Question: {question}
"""
PROMPT = PromptTemplate(
    template=prompt_template, input_variables=["context", "question"]
)

In [39]:
chain_type_kwargs = {"prompt": PROMPT}
qa = RetrievalQA.from_chain_type(
    llm=OpenAI(),
    chain_type="stuff",
    retriever=docsearch.as_retriever(),
    chain_type_kwargs=chain_type_kwargs,
    return_source_documents=True
)


In [40]:
query = "How do I create a time entry?"
result = qa({"query": query})

In [42]:
result['result']

"\nTo create a time entry, select the User field and choose the name of the person you'd like to add the entry for. Then, add notes and the amount of the flat fee. You can also add more flat fees if you require them. Time entries and expenses will not be an option unless a case file were to be chosen."

In [44]:
result['source_documents']

[Document(page_content="Yes, you can create time/expense entries on behalf of another firm user.\n\nOVERVIEW\n\nThis comes in handy for situations such as a paralegal entering time for an attorney. Even though the paralegal is entering the entry into MyCase, it should still be tied to the attorney, not the paralegal.\n\nWhen creating a time/expense entry, there is a field called User (pictured below). You will see a dropdown menu that has the names of all the firm employees on your MyCase account. By default, your name will appear here. Simply select the name of the person you'd like to add the entry for.", metadata={'source': 'https://support.mycase.com/en/articles/6449590-can-i-create-time-expense-entries-for-other-firm-users'}),
 Document(page_content="MyCase makes it easy for you to create an invoice for contacts whom you need to bill for a consultation, or to bill clients who need a basic task done that isn't necessarily associated with a case or matter.When creating an invoice, a

Doesn't look like the response here was much better, but still cool that we are getting answers. I've spent 15 cents at this point too. There was a big jump from 35 hundreths of a cent to 15 cents when running the chain up above for some reason. Could have been a delay too. 
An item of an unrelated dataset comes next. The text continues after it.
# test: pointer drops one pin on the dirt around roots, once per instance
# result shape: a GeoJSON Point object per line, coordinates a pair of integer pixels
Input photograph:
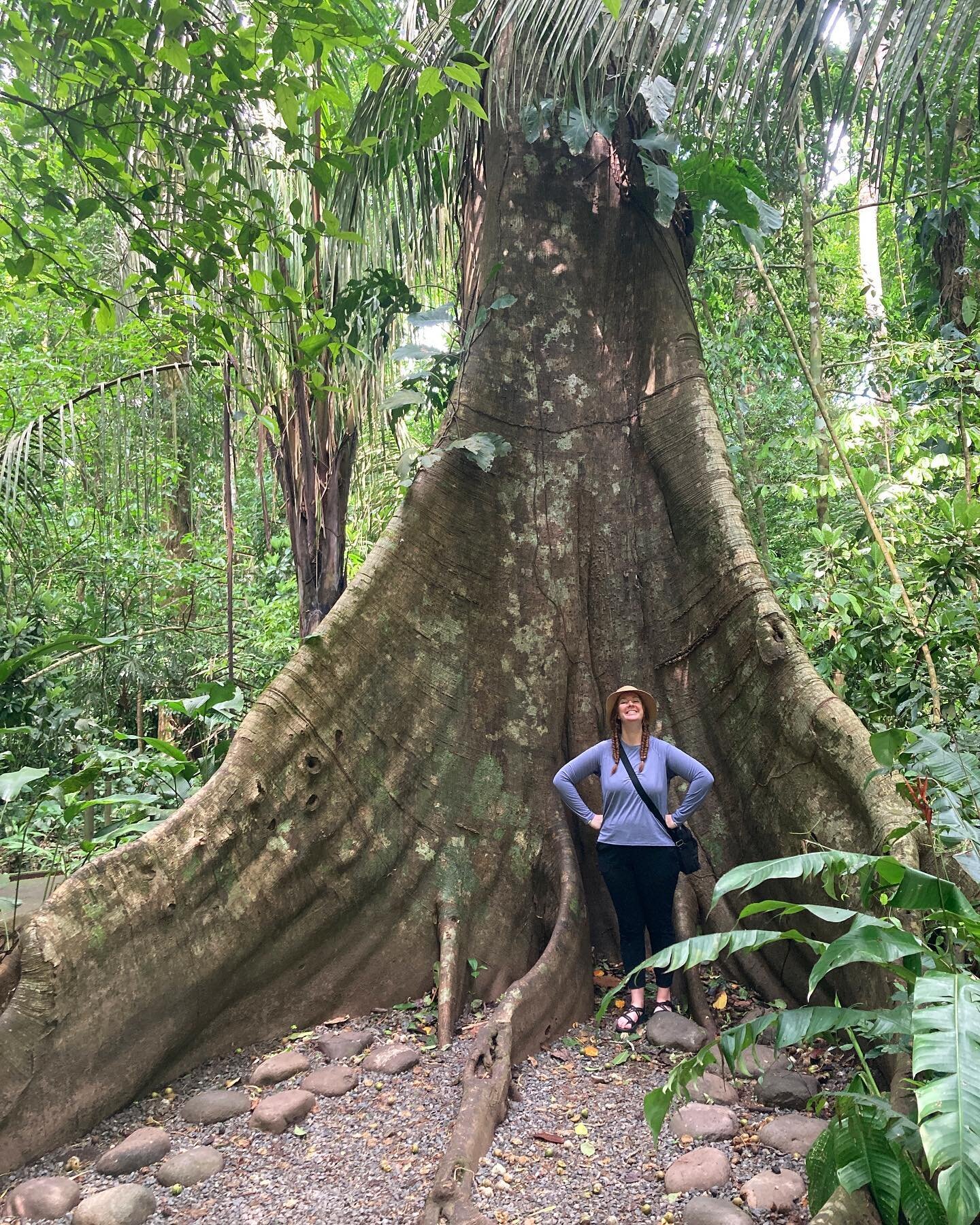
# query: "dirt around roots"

Seems like this isn't really any better than the version above

# Takeaways
After messing around with this and doing some research this last weekend I've concluded the following:
- This is a super powerful/interesting tool
- Langchain is awesome because you can build quickly, but it is very abstracted. It is definitely important to spend some time really going through the code and what's going on under the hood if we are to actually implement a solution with it
- Costs are still a bit unclear to me, howver I know the general costs/ workflow goes like this
    - We get our documents prepped to be embedded (free)
    - We embed our data (there are free options, but OpenAI embeddings endpoint has costs)
    - We send our embeddings to a vectorDB (using chroma which is free, but transient, there are free tier with paid options like pinecone, weiviate, etc. Postgres also has the ability to store vectors
    - We receive user input and embed that input (have to pay to embed it but shouldn't be too expensive
    - We query the vectorDB for documents based on our input (free)
    - We return the documents from our query and then "stuff" them into our prompt as context. There are other ways to do this too. The prompt used for this is actually written above. (OPENAI chat endpoint which can cost some money)
    - We return the result to the user (have the option to include the sources used, probably could get other metadata shown too but not sure
- Data not persistent
    - Need to look into a way to store these vector embeddings, otherwise we are wasting resources embedding the article every time someone queries
    - As mentioned above can look into pinecone, weviate and other options
- Need more data
    - Would be good to add a few more links to really show the world what this puppy can do, just don't want to waste money doing this until we are saving it in a vectorDB
- Model can be slightly overconfident
    - As seen above, the model thinks it knows how to create a time entry, but it doesn't. I think by supplying it with more info, I think we can get arount this issue, the nice thing is that we can cite sources so users at least know where the model is coming from.